NPR-B is found in lung, brain, adrenal, kidney, uterus, and ovary tissue.
The human gene spans about 16.5 kb, contains 22 exons, and is located on chromosome 9p21–12.
NPR-A and NPR-B are membrane-bound guanylyl cyclases consisting of an extracellular ligand binding domain, a single hydrophobic transmembrane region, and intracellular kinase homology, dimerization, and carboxyl-terminal guanylyl cyclase domains. The catalytic domain is hypothesized to form a dimer in a head-to-tail arrangement that contains two active sites.
• Another receptor is NPR-C or NPR-3 that functions mainly as a clearance receptor by binding and sequestering ANP from the circulation.
NPR-C is found in atrial, mesentery, placenta, lung, kidney, and venous tissue, in aortic smooth muscle and aortic endothelial cells.
The human gene is located on chromosome 5p14-p13, spans more than 65 kb, and contains eight exons and seven introns.
NPR-C is approximately 30% identical to NPR-A and NPR-B in the extracellular ligand-binding domain but contains only 37 intracellular amino acids.
All natriuretic peptides are bound by this receptor.
The natriuretic peptides can affect systemic blood pressure by several mechanisms, including modification of renal function and vascular tone, counteracting of the rennin-angiotensina-aldosterone system and action on brain regulatory sites. These systems maintain a balance which ensures relative constancy of body electrolyte and water content and circulatory homeostasis.
Main biologic actions of natriuretic peptides
• Cause of natriuresis and diuresis
• Cause of vasodilation
• Suppression of renin action
• Suppression of aldosterone action
• Suppression of sympathetic activity
• Suppression of antidiuretic hormone
• Inhibition of growth of vascular smooth muscle
THERAPEUTIC AND DIAGNOSTIC APPLICATIONS
Initial studies tested the use of ANP and BNP as potential therapeutic agents for the treatment of congestive heart failure, hypertension, and renal failure. The infusion of synthetic ANP into patients with hypertension or chronic heart failure resulted in elevated sodium and water excretion and decreased blood pressure. Long term (48 h) ANP infusions of patients with acute heart failure resulted in beneficial hemodynamic responses without tolerance, suggesting that ANP injections may be a clinically useful treatment for heart failure. ANP was also used to treat patients with acute renal failure.
Human recombinant BNP mimics the actions of endogenous BNP and has been shown to cause potent vasorelaxation accompanied with increases in natriuresis and diuresis, as well as decreases in plasma aldosterone and endothelin levels in patients with acute heart failure.
The U.S. Food and Drug Administration approved the use of BNP for the treatment of acutely decompensated heart failure in 2001.
The other clinical benefit of natriuretic peptides comes from their diagnostic use. ANP and BNP levels are increased in patients with heart failure and in many patients with hypertension and chronic renal failure because BNP plasma levels correlate more closely than ANP
levels with left ventricular function, a common indicator of heart disease, BNP is considered a better diagnostic marker of heart failure.
Immunoassays that measure the level of BNP or pro-BNP are commonly used clinically to rule out or confirm a heart failure diagnosis in patients.

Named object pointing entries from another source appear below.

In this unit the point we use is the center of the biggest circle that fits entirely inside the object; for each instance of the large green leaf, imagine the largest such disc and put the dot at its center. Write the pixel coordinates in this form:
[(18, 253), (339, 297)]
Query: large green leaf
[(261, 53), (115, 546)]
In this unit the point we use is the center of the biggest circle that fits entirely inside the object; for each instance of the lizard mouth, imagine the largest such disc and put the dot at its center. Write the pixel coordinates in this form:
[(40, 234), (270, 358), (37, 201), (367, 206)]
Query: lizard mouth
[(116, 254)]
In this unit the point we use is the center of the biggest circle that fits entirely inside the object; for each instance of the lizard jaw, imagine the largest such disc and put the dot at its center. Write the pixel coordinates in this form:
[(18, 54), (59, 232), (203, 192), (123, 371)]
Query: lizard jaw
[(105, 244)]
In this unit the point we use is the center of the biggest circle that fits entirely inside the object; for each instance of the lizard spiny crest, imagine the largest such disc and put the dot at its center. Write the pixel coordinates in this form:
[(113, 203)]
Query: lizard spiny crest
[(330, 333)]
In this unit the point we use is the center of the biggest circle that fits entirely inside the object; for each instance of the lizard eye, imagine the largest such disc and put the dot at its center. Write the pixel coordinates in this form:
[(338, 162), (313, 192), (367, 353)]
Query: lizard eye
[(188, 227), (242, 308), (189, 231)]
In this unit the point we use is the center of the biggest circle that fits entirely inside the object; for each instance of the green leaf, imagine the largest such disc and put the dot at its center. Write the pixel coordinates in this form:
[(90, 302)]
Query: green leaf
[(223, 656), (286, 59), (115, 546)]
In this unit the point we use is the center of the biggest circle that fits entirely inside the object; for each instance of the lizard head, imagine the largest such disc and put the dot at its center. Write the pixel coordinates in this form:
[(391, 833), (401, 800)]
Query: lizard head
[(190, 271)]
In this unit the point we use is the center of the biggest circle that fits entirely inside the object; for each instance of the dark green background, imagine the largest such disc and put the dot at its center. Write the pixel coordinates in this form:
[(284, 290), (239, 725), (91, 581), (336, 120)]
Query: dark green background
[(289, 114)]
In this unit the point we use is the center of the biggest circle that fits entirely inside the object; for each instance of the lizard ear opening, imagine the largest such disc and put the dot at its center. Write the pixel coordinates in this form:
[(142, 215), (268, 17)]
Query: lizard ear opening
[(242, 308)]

Elevated BNP levels correlate with poor prognoses from other diseases as well (poststroke mortality, postcardiac surgery, atrial fibrillation, as well as the risk of death in patients with heart failure).
The therapeutic uses of CNP have yet to be explored.
Potential use for CNP therapy:
• the treatment of dwarfism, especially acromesomelic dysplasia type Maroteaux (loss of function mutations in NPR-B).
• speed the healing of bone fractures (rats lacking functional PKGII heal much slower than those from wild-type animals.
• CNP may hold promise as a cardiovascular drug because recent evidence indicates that it can prevent cardiac remodeling after myocardial infarction in mice.